There is also provision for the option of instalment plans for the delivery of VAT and of withholding taxes of three or six months (at the beginning, with interest on arrears in the last three months if the option is the second), during the months of April, May and June.
The criteria announced on Wednesday provided, without detailing different conditions for these workers, access to those with a turnover of less than €10 million or a 20% drop in turnover from that amount.
Changes for employees
For now, there are no significant changes in the payment of taxes or social contributions with an impact on the obligations, and on disposable income, of employees.
From the outset, the deadlines for submitting the IRS declaration are maintained as of April 1, and if there is payment in instalments of the withholding tax on salaries, these will be changed only with an impact on the companies’ treasuries (without change in the net salary, on departure).
There is also no provision for reducing or postponing the payment of social contributions due by workers (11%). Although the matter was not clarified, the government announced that the changes are aimed at “improving the liquidity of companies” and not that of families.
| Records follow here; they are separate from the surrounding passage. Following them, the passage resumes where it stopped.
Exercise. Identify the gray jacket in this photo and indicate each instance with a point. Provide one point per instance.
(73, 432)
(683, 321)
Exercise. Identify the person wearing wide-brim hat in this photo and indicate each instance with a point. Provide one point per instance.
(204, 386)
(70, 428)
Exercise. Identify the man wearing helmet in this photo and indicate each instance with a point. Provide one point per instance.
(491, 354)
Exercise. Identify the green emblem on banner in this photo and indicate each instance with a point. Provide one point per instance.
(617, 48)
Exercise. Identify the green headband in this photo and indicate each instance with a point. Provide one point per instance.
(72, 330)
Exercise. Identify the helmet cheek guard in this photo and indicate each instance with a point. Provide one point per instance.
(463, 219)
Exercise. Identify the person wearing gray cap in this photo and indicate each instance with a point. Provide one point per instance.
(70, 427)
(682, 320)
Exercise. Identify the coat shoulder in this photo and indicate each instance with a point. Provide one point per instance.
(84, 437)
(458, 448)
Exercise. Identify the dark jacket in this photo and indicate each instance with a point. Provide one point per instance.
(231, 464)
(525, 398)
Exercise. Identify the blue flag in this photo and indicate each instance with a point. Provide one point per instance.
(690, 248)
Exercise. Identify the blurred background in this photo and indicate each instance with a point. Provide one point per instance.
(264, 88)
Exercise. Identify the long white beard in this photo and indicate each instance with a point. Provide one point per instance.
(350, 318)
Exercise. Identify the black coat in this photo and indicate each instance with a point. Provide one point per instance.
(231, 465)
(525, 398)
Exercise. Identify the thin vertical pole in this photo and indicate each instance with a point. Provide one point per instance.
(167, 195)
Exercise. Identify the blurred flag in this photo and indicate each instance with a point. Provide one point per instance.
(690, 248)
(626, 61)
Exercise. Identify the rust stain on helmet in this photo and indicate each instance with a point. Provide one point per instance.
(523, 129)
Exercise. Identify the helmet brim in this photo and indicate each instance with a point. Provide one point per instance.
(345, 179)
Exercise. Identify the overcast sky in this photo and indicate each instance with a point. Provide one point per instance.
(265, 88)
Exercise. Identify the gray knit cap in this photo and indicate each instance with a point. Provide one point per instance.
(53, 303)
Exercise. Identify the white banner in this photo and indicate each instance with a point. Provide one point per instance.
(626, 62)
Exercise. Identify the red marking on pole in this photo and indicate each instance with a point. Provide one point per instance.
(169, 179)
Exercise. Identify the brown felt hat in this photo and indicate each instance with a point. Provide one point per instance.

However, in some cases, there may be an impact on net wages for workers who see reduced gross wages (due to lay-offs or having stayed at home accompanying minors with schools closed, seeing their wages drop to two-thirds). With half of the national workers earning below €855 (February figures), many may end up with IRS exempt earnings during this period. According to the 2020 withholding tax tables, in the case of a couple with two children, income up to €686 is exempt. Singles without children are exempt up to €659 of gross monthly remuneration.

Dennis Swing Greene is Chairman and International Fiscal Consultant for euroFINESCO s.a.